Audit information for users

• Access to user activity audit information: Users have access to real-time audit information
• How long user audit data is stored for: At least 12 months
• Access to supplier activity audit information: Users have access to real-time audit information
• How long supplier audit data is stored for: At least 12 months
• How long system logs are stored for: At least 12 months

Standards and certifications

• ISO/IEC 27001 certification: Yes
• Who accredited the ISO/IEC 27001: AWS certification for ISO/IEC 27001:2013 is verified by EY CertifyPoint
• ISO/IEC 27001 accreditation date: 22/03/2022
• What the ISO/IEC 27001 doesn’t cover: EIDO internal processes and policies are currently being brought into compliance with ISO27001 and certification should be achieved by the end of 2024.
• ISO 28000:2007 certification: No
• CSA STAR certification: No
• PCI certification: No
• Cyber essentials: Yes
• Cyber essentials plus: Yes
• Other security certifications: Yes
• Any other security certifications: Data Security and Protection Toolkit

Security governance

• Named board-level person responsible for service security: Yes
• Security governance certified: Yes
• Security governance standards:
  • ISO/IEC 27001
  • Other
• Other security governance standards: The AWS cloud infrastructure is ISO 27001 certfied. EIDO/the service has DSP Toolkit, DTAC, ISO 31000 and Cyber Essentials Plus certification.
• Information security policies and processes: Information Security is controlled by internal policies and procedures owned by board level staff. EIDO's information security group meet monthly to review performance against policy and any non-conformance is reported and remedied.

Operational security

• Configuration and change management standard: Supplier-defined controls
• Configuration and change management approach: All assets are written out using CloudFormation and this is kept in a code repository. These files contain all configuration directives and full change control is applied.; All new code is peer reviewed before merged into the code base. The cloud infrastructure is also written in code using CloudFormation which is also peer reviewed before deployment.
• Vulnerability management type: Supplier-defined controls
• Vulnerability management approach: When Server/OS/Database updates and patches are released, these are automated by the infrastructure for minor point updates and are automatically installed overnight.; Major updates and patches are merged into the product deployment pipeline.
• Protective monitoring type: Supplier-defined controls
• Protective monitoring approach: Automated monitoring is performed by intrusion detection software.
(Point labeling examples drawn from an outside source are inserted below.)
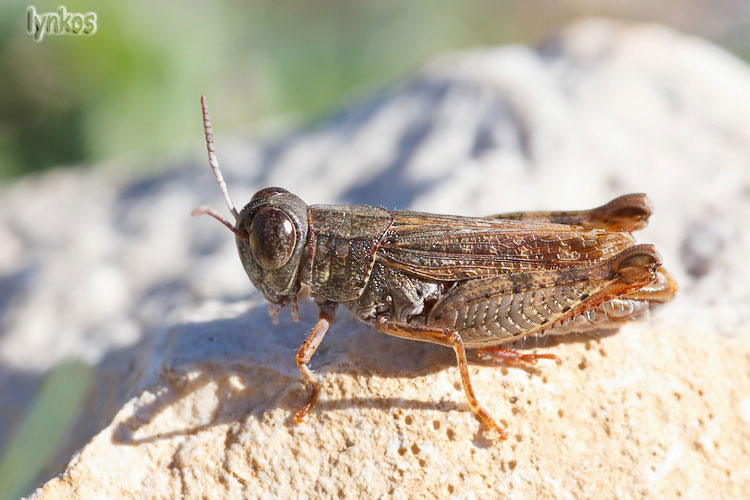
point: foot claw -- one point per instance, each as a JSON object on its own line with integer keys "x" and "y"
{"x": 511, "y": 357}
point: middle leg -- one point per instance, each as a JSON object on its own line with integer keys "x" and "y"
{"x": 449, "y": 338}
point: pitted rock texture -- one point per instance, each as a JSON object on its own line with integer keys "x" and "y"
{"x": 202, "y": 407}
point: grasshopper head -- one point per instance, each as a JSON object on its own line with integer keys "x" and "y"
{"x": 270, "y": 232}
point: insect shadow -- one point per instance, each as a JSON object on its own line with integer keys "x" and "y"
{"x": 248, "y": 365}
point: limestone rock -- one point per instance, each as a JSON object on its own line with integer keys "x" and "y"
{"x": 661, "y": 409}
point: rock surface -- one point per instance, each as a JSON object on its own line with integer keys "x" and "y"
{"x": 202, "y": 408}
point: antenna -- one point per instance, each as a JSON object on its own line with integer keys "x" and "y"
{"x": 214, "y": 162}
{"x": 203, "y": 209}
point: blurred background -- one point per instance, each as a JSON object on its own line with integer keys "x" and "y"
{"x": 126, "y": 98}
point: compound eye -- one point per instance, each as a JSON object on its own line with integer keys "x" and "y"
{"x": 272, "y": 238}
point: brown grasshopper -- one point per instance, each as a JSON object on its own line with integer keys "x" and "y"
{"x": 461, "y": 282}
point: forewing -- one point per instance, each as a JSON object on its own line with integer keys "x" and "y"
{"x": 453, "y": 248}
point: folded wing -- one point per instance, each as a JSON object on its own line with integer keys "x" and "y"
{"x": 452, "y": 248}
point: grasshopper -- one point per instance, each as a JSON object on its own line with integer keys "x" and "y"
{"x": 461, "y": 282}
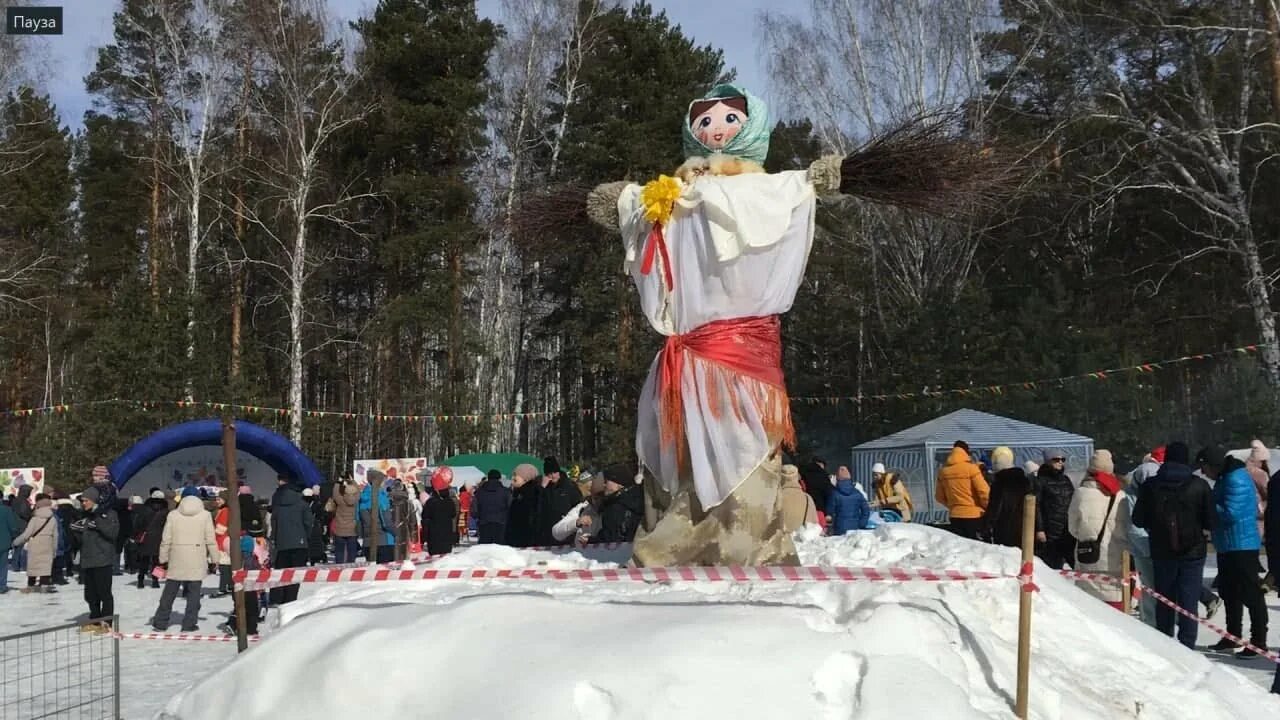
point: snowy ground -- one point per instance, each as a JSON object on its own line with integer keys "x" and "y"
{"x": 599, "y": 651}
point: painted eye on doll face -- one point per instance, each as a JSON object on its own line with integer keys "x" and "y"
{"x": 718, "y": 126}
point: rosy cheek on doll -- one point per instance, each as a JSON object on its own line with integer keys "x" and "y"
{"x": 718, "y": 126}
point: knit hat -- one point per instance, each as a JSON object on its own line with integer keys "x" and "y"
{"x": 752, "y": 142}
{"x": 1050, "y": 454}
{"x": 598, "y": 483}
{"x": 1102, "y": 463}
{"x": 442, "y": 479}
{"x": 1178, "y": 452}
{"x": 549, "y": 465}
{"x": 1001, "y": 459}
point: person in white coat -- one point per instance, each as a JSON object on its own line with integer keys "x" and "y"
{"x": 187, "y": 550}
{"x": 1098, "y": 520}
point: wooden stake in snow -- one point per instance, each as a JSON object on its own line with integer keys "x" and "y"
{"x": 1125, "y": 583}
{"x": 234, "y": 524}
{"x": 1024, "y": 609}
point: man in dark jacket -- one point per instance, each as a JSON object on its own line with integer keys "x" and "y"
{"x": 1009, "y": 488}
{"x": 147, "y": 531}
{"x": 9, "y": 529}
{"x": 489, "y": 506}
{"x": 1054, "y": 493}
{"x": 1176, "y": 510}
{"x": 817, "y": 483}
{"x": 525, "y": 490}
{"x": 622, "y": 506}
{"x": 291, "y": 532}
{"x": 558, "y": 496}
{"x": 97, "y": 532}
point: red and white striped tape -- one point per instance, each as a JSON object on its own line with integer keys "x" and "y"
{"x": 181, "y": 637}
{"x": 257, "y": 579}
{"x": 1178, "y": 609}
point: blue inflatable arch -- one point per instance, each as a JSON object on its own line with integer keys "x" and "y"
{"x": 273, "y": 449}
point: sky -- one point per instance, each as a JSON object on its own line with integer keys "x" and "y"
{"x": 64, "y": 60}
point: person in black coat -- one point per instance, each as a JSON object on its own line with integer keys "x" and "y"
{"x": 147, "y": 532}
{"x": 1009, "y": 488}
{"x": 817, "y": 483}
{"x": 489, "y": 506}
{"x": 622, "y": 506}
{"x": 440, "y": 519}
{"x": 525, "y": 491}
{"x": 315, "y": 540}
{"x": 1176, "y": 510}
{"x": 560, "y": 495}
{"x": 291, "y": 533}
{"x": 1052, "y": 500}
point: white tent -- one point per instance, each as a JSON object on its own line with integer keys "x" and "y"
{"x": 917, "y": 454}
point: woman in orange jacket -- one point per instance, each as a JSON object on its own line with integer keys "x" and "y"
{"x": 963, "y": 488}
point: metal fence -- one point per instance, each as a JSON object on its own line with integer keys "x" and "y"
{"x": 64, "y": 671}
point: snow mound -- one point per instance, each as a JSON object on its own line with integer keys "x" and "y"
{"x": 624, "y": 650}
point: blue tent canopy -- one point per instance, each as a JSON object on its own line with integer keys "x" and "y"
{"x": 270, "y": 447}
{"x": 917, "y": 454}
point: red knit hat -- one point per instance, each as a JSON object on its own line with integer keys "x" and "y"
{"x": 442, "y": 479}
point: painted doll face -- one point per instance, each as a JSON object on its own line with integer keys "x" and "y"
{"x": 717, "y": 124}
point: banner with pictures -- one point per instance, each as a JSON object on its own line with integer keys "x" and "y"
{"x": 13, "y": 478}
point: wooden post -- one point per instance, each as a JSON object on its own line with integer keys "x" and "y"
{"x": 1125, "y": 582}
{"x": 233, "y": 527}
{"x": 1024, "y": 611}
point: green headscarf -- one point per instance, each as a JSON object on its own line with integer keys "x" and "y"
{"x": 750, "y": 144}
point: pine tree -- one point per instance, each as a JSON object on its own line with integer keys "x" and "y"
{"x": 425, "y": 63}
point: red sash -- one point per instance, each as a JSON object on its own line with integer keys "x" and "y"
{"x": 740, "y": 346}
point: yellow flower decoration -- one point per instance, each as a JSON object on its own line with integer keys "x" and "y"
{"x": 659, "y": 196}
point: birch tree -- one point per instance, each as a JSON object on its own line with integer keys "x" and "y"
{"x": 301, "y": 100}
{"x": 858, "y": 68}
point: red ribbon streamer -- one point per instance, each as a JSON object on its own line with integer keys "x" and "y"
{"x": 657, "y": 242}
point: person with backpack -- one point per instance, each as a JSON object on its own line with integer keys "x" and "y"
{"x": 890, "y": 492}
{"x": 1176, "y": 510}
{"x": 1237, "y": 541}
{"x": 1054, "y": 492}
{"x": 489, "y": 506}
{"x": 1098, "y": 520}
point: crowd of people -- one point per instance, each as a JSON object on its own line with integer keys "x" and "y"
{"x": 1164, "y": 513}
{"x": 173, "y": 540}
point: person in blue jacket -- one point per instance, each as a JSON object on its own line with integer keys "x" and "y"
{"x": 385, "y": 542}
{"x": 1237, "y": 541}
{"x": 848, "y": 507}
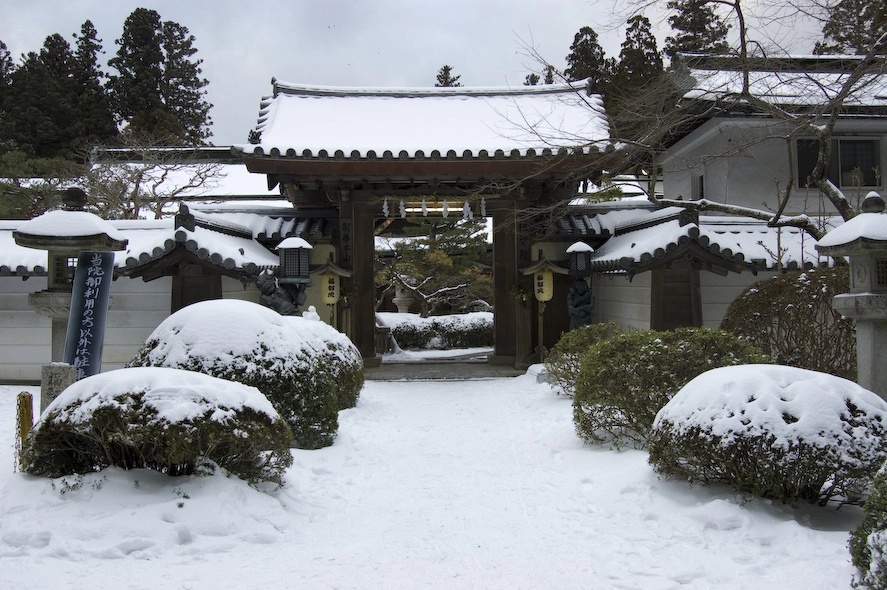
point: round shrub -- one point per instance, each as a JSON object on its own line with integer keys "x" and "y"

Alerts are sent if there is a potential compromise and it is investigated immediately.
• Incident management type: Supplier-defined controls
• Incident management approach: Users report incidents through our support desk. Incidents are investigated by the appropriate person. Incidents related to data are reported to our DPO in case actions are required in that regard. Customers are notified of incidents that might affect them through our system status page and alert service. All incidents are documented and the reports are available on request.

Secure development

• Approach to secure software development best practice: Conforms to a recognised standard, but self-assessed

Public sector networks

• Connection to public sector networks: No

Social Value

• Social Value:

  Social Value

  • Fighting climate change
  • Covid-19 recovery
  • Tackling economic inequality
  • Equal opportunity
  • Wellbeing

  Fighting climate change

  We have an environmental management policy in place, readily accessible to all via our intranet. We recognise our activities influence the local, regional, and global environment. We are therefore committed to continuous improvements in environmental performance and the prevention of pollution. We aim to achieve our Net Zero Targets by 2045 via our Carbon Reduction Plan We exploit technologies which are environmentally friendly as much as possible we supply information in electronic format and make use of web-based delivery systems. In administrative activities, we limit as far as possible the use of paper. Employees are encouraged to be paper free and sign electronically where appropriate. All employees are fully remote and work from home, from when they join the organisation. If our employees opt-in to the company car scheme, we will always encourage them to opt for either a full-electric EV or Hybrid company vehicle. EIDO will make a contribution to the EV charger installation costs, reimburse the cost of car insurance, for opted-in and opted-out employees, up to a maximum of £900pa. Financial support is available to employees choosing to opt-out of the company car scheme, by providing an opted-out monthly car allowance as required by their role. We have increased our full-electric fleet by adding a fourth full-electric vehicle. The Directors have responsibility for policy development, coordination, and evaluation of performance. We strive to: -comply with the requirements of environmental legislation and approved codes of practice. -assess the environmental impact of historic, current, and future operations. -promote recycling and the use of recycled materials, while reducing consumption of all raw materials, energy, and supplies, raise awareness, encourage participation, and train employees in environmental matters. -expect similar environmental standards from suppliers and contractors. -assist customers and the local community to use products and services in an environmentally sensitive way

  Covid-19 recovery

  In response to the COVID-19 pandemic, we have implemented a comprehensive strategy to aid recovery and ensure the safety of our employees. We have provided support through the continuation of remote working, the increased use of Microsoft Teams for internal and external meetings. Through the implementation of Covid-19 safe working methods when we had access to our temporary office during the Covid-19 Pandemic. We currently don’t have a temporary office, all staff work fully remote. Through delivering trusted patient consent information digitally. This decision not only prioritises the health and safety of our staff but also contributes to the broader societal effort to curb the spread of the virus. All employees are fully remote, working from home from day one when they join the organisation. All employees who undertake business travel as part of their role, have the option to opt-in to the company car scheme we actively promote this scheme and all staff who do opt-in are encouraged to choose either a full-electric or hybrid company vehicle. During the pandemic, there was an increase in the use of Microsoft Teams by team members across the organisation. Company car travel was reduced during the pandemic, resulting in annual anld contracted mileage allowances being reduced. This resulted in significant cost savings. We have a company sick policy that supports all employees to recover from periods of sickness. All employees including full-time and part-time staff have access to company sick pay. Our company sick and compassionate leave policies support the physical and mental health of our employees. Employees are encouraged to actively keep in contact and speak to their line managers during their period of sick leave about how recovery is progressing, and if there are any appropriate adjustments to workday start/end hours and/or working days that need to be made.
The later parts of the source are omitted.